EXCEEugene B. Bergmann has written the first in-depth biography of one of radio’s great personalities and storytellers. Jean Parker Shepherd was raised in Hammond, Indiana, a steel mill town near Chicago. He told wonderful tales of his childhood in Hammond, his time in the Army, and about life in general. Shepherd’s 45 minute daily radio show on New York’s WOR, was almost completely unscripted. He bobbed, weaved, jumped from topic to topic, but by the time the opening chords of the closing theme song started, he had pulled it all back together and completed the story, usually on the very last note of his theme, and did this night after night. Jazz fans know this as riffing.

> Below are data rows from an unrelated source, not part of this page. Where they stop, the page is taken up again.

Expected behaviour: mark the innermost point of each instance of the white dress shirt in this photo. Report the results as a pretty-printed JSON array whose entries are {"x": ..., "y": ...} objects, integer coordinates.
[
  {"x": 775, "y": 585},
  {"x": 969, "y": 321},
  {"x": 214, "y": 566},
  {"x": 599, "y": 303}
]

Heavily influenced by Jack Kerouac, Shepherd adopted that disjointed style but with a sense of humanity to make it appealing to a broader audience. As Shepherd’s career progressed, he began writing short stories that were mostly published in the Village Voice and Playboy magazine. In the 1970s, he briefly wrote a column in Car and Driver magazine, and then began doing productions of some of his short stories on Public TV. By the 80s, he did additional productions on PBS, and finally tied up with movie producer Bob Clark, where he wrote and narrated the classic “A Christmas Story” movie. Those are many of Shepherd’s accomplishments. In private life, he was a totally different person, often difficult to get along with, who abandoned his first wife and children, much as his father did to his family when Shepherd was 12. The book was extensively researched in an effort to discover the complete Jean Shepherd, and for the most part, Bergmann was successful in doing so. The book, at first glance, seems disorganized, until you realize it, too, is a collection of riffs, often disjointed, but a fair representation of the many lives of Jean Shepherd.